Originators who work for Anthony Hsieh’s company will be fired if they fail to answer a customer email the same day they received it.
That is because Hsieh takes both mortgage technology and borrower relationships seriously.
The former head of two online lenders that later merged with LendingTree LLC and E*Trade has since 2010 run a third retail mortgage banker called loanDepot.
When Hsieh opened his first two companies online lending was new enough to make targeting it alone compelling. Today the growth opportunity lies more in the broader nonbank mortgage market that has opened up as banks have “tapped their brakes” on their home loan activities post-crisis, he says.
“Consumers have choices in how they obtain a mortgage. Many of them prefer the online experience. Many of them prefer the face-to-face. We want to develop all these options,” he says.
The company already operates a both a consumer-director online channel and a branch network. It also is building an in-house servicing platform and plans to expand into third-party origination channels this year. It plans to launch its wholesale division in the first quarter, and its correspondent unit in 3Q.

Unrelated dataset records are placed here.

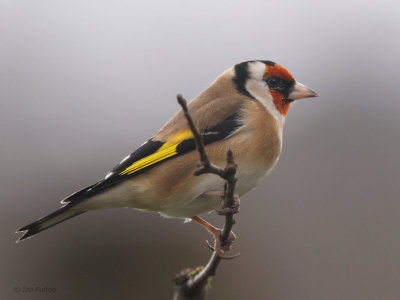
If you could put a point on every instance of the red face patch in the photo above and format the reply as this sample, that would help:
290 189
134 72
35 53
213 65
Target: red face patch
277 71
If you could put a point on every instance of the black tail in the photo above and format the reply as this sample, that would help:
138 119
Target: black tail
64 213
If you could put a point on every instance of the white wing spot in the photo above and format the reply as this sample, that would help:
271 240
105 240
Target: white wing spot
125 158
108 175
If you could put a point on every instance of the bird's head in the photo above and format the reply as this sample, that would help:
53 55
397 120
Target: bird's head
269 83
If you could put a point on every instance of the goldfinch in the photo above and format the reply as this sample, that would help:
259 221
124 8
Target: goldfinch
244 110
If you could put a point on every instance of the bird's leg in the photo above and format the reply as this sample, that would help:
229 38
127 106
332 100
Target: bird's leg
223 210
216 232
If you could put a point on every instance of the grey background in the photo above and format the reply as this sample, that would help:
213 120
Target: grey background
83 83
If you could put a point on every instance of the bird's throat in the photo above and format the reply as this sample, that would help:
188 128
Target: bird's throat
279 101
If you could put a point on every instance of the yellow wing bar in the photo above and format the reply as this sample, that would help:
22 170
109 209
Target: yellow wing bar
165 151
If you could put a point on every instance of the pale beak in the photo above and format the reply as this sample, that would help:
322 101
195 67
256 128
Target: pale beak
300 91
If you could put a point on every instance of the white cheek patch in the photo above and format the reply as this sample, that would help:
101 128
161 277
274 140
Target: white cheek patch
256 70
258 88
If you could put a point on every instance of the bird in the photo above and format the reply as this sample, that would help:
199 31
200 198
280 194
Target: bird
243 111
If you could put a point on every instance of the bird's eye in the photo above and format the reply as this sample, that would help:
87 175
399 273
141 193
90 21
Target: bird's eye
276 84
272 82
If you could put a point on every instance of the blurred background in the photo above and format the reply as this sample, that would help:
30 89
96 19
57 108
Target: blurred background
84 83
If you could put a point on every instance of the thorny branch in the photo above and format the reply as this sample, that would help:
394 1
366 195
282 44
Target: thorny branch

“We want to be a leader in nonbank mortgage space,” he says, noting that he expects the opportunity to eventually expand further as both the economy and loan volumes eventually recover and grow.
Among loanDepot’s distinctions is that it uses largely proprietary paperless technology it managed to build while starting up in the midst of a refinancing boom.
“We had to build technology for the new marketplace post-crisis,” Hsieh says, noting that this proved to be a challenging task but has paid off. “From day one, we have never used a paper file” to store loan documents. Rather the company uses dual monitors with displays mimicking hard copy files.
“There were a few times when we almost took a U-turn, but now it’s smooth sailing,” he says.
Lending executives have split opinions when it comes to whether to invest in technology during a boom, something Hsieh did largely because he was starting a technology-focused company in the middle of one.
Some save refi boom money to invest in and install tech on a “rainy day” when revenue is lower but they have more time. Others “pay for a rainy day” and install automation while they have funds for it, says Steve Calk, chairman/CEO of The Federal Savings Bank and Chicago Bancorp, who advocates this.
“It feels like you’re trying to put on your spare tire while you’re driving on the freeway,” says Hsieh of the tech installation done during the boom.
“We just knew that at some point we would go through the same challenges if we delayed, so we made the commitment,” he says, explaining why the company went through with the process.
Borrowers’ needs remained a priority as the company did this, he says, noting that some these are often misunderstood.
Some mistakenly think it is the younger generation of mortgage customers that prefers online lending, for example.
Hsieh finds that whether automation is used has less to do with how comfortable the borrowers are with technology than their comfort with the home loan process itself, he says. A borrower who has gotten a loan before is more likely to use technology than a first-time borrower, regardless of age.
Many also stereotype refinances as the most online-friendly loans but experienced buyers also find online purchase loans a good fit, he says, noting that there are borrower exceptions to every rule.
This largely “paperless” lender will provide “paper” if the borrower really wants it, for example. This is done more often at the branch level where newer borrowers tend to prefer face-to-face interaction, Hsieh says. It is rare, though, he says. So far it’s been sufficient to handle it on an exception basis.
The company funds over $1 billion of loans per month and gets only a handful of requests per year in its consumer-direct channel for hard copy, mailed documents, says Hsieh.
“As the industry continues to mature, I’m sure it will continue to evolve,” he says of the mix of methods currently needed to reach enough borrowers to grow nonbank mortgage market share. “For now, there is very little overlap and there is going to be very minimal channel conflict.”